All being well that should sort things out but sometimes the problem reappears again soon afterwards, calling for more drastic action. Next, check the fonts themselves. Duplicates and corrupted typefaces are often the cause. Turn off all fonts enabled by the font manager and open FontBook. Using its tools, check for duplicate typefaces and whether any essential fonts are missing.

FontBook will show a yellow triangle adjacent to duplicated fonts in its list. Click on the triangle and resolve the duplicates. Similarly, check in the Web set to make sure Arial, Georgia, Verdana and Times New Roman are listed. Many web sites use these as a fall-back position if other fonts are missing.

If any are missing in FontBook, look in Library/Fonts and see whether they are there, or for any duplicates. The latter may have the same name plus a digit in brackets, or preceded by a hash symbol. These typefaces can be dragged to the desktop. If there are fonts in the Font folder that don’t appear in FontBook’s lists, click on the little plus sign at the bottom of FontBook’s screen, navigate to the Fonts folder and add the missing typefaces.

Still not fixed?
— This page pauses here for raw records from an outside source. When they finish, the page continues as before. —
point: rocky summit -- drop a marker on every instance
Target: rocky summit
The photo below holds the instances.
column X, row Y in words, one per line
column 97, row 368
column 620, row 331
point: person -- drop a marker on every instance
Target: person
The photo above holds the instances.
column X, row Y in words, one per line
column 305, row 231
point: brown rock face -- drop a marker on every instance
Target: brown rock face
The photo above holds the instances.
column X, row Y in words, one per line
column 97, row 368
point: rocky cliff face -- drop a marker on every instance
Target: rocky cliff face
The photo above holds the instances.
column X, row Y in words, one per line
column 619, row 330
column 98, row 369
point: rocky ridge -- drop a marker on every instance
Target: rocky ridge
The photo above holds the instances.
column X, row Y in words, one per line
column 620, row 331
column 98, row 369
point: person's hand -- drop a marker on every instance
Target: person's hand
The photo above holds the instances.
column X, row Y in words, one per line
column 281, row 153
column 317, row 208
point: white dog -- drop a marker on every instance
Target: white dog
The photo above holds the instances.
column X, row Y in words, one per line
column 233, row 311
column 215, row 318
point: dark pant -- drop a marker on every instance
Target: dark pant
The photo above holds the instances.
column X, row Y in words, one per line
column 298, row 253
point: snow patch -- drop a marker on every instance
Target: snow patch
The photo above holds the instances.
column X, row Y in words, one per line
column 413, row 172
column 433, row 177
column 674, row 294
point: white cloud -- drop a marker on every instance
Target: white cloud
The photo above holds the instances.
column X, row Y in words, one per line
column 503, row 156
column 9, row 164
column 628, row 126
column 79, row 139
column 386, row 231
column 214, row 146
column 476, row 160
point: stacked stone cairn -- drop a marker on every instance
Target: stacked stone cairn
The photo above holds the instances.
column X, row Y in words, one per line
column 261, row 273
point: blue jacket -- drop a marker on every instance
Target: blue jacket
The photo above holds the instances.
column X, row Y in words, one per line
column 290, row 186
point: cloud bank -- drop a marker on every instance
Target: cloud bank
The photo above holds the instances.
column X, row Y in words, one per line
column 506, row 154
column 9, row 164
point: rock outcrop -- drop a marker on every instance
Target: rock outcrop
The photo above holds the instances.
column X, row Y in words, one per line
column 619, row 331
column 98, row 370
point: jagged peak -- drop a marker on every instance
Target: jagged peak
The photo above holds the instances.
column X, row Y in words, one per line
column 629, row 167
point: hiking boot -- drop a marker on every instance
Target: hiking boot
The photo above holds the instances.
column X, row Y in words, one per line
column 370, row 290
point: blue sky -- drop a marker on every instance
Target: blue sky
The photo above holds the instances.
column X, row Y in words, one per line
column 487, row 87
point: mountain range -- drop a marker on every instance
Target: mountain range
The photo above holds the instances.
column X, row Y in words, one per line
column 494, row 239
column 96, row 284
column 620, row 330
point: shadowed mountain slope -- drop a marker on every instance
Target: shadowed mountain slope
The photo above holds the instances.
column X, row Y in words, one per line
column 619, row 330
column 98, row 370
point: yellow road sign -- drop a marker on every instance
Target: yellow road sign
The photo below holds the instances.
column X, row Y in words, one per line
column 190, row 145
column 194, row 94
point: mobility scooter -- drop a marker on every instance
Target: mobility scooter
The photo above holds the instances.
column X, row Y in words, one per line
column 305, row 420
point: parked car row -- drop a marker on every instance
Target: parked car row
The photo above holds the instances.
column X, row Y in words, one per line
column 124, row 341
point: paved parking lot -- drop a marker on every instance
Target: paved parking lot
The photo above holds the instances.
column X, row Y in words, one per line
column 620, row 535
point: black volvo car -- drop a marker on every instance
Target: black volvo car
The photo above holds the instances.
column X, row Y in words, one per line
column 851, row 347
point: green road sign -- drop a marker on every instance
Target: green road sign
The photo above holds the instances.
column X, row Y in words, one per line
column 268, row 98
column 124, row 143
If you are using a font manager, deactivate it and restart. Has the problem gone away? If so then it is your font manager at fault and you are down to a painful trial and error session trying all eventualities, preferences and typefaces until you resolve the issue. It is often duplicated fonts again, where one is much older than the other and can safely be deleted. If you can see the typeface the font manager activates, try putting a copy into the ~/Library/Fonts folder. Otherwise, turn each active typeface off in turn until the scrabble tiles disappear. Arial is very often the culprit and luckily is near the top of the font lists.

Microsoft and Adobe software have a nasty habit of installing new typefaces outside of the System’s Fonts folders. These often contain newer versions of typefaces than ones on the main System. In which case these need to be whittled out and placed in the Fonts folder as replacements for the older ones. There is no point in removing Microsoft’s typefaces because they will be automatically installed the next time the application is opened.

If the problem is only in Safari and Lion, it may be something to do with Safari’s new sandbox way of working. This will need solving by Apple’s engineers – report the bug and wait for a solution. There is a possible fix for a Safari sandboxing error listed on page 3 of this discussion here. Rather you than me.

However it is far more likely to be a problem with your own Mac and especially the typefaces on it. This very long article here goes deep into font management and solutions.

My bet is that Arial, Georgia, Helvetica or Times New Roman is corrupted, duplicated or missing.